We put a focus on high-level decision making and also take account the relative strengths, weaknesses, opportunities, and threats across:
- Current state of the overall industry and growth projections
- Competitor developments
- Primary sources of sales/revenues of current business and dependencies
- Customer profile
- New and unexplored market opportunities
- New domains/products/sectors eligible for business expansion, which may complement the existing business
- Long-term view, especially with regards to the initiatives being proposed
- Cost areas, and the possible options of cost-savings
- Business Development Activity drivers
Due to the very wide scope each engagement is ‘bespoke’ there are no ‘off the peg’ templates as each business is in a distinct market and place with its own unique challenges. It involves decision-making based on a realistic assessment of all potential changes and their impact. Through new ideas and initiatives, it aims to improve the overall business prospects, which drive the functioning of the different business units. It is not sales, it is not marketing, it is not partnering. Instead, it is the eco-system encompassing the entire business and its various divisions, driving overall growth.
How do we work?
Independent: Not interested in trying to sell a particular product or service.

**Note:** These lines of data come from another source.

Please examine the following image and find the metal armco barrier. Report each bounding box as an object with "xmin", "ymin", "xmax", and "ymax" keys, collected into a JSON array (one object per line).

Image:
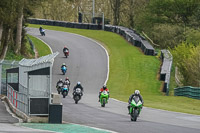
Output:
[
  {"xmin": 174, "ymin": 86, "xmax": 200, "ymax": 99},
  {"xmin": 28, "ymin": 18, "xmax": 155, "ymax": 56},
  {"xmin": 160, "ymin": 50, "xmax": 173, "ymax": 95}
]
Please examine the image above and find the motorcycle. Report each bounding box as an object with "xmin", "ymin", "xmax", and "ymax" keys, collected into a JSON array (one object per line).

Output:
[
  {"xmin": 63, "ymin": 49, "xmax": 69, "ymax": 58},
  {"xmin": 56, "ymin": 82, "xmax": 63, "ymax": 94},
  {"xmin": 40, "ymin": 29, "xmax": 45, "ymax": 36},
  {"xmin": 73, "ymin": 88, "xmax": 82, "ymax": 104},
  {"xmin": 100, "ymin": 91, "xmax": 109, "ymax": 107},
  {"xmin": 64, "ymin": 80, "xmax": 70, "ymax": 88},
  {"xmin": 62, "ymin": 85, "xmax": 69, "ymax": 98},
  {"xmin": 129, "ymin": 96, "xmax": 143, "ymax": 121},
  {"xmin": 61, "ymin": 66, "xmax": 67, "ymax": 75}
]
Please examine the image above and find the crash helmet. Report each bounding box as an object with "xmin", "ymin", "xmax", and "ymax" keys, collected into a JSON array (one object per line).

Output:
[
  {"xmin": 77, "ymin": 82, "xmax": 81, "ymax": 85},
  {"xmin": 62, "ymin": 63, "xmax": 65, "ymax": 66},
  {"xmin": 134, "ymin": 90, "xmax": 140, "ymax": 95},
  {"xmin": 59, "ymin": 79, "xmax": 62, "ymax": 82},
  {"xmin": 103, "ymin": 85, "xmax": 107, "ymax": 90},
  {"xmin": 64, "ymin": 46, "xmax": 67, "ymax": 48},
  {"xmin": 65, "ymin": 77, "xmax": 69, "ymax": 80}
]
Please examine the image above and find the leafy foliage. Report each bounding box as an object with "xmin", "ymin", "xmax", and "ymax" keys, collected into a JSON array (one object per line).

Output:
[{"xmin": 171, "ymin": 43, "xmax": 200, "ymax": 86}]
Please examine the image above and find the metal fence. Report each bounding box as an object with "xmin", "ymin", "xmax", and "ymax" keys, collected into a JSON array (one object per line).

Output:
[
  {"xmin": 160, "ymin": 50, "xmax": 173, "ymax": 95},
  {"xmin": 7, "ymin": 76, "xmax": 50, "ymax": 115},
  {"xmin": 7, "ymin": 84, "xmax": 28, "ymax": 114},
  {"xmin": 0, "ymin": 60, "xmax": 19, "ymax": 95}
]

Outcome: We develop and agree a comprehensive and clear understanding of your expectations, confirm agreement and deliver.
Flexible: Expertise and capability to take on small targeted assignments, or much larger work programmes.
Our services are typically provided in response to a recommendation, direct approach by a client or through a commission from a Venture Capital (VC) or Private Equity (PE) firm. In each case we start with an informal meeting to discuss the opportunity, challenge or issue and will provide a scoped proposal to deliver a desired outcome.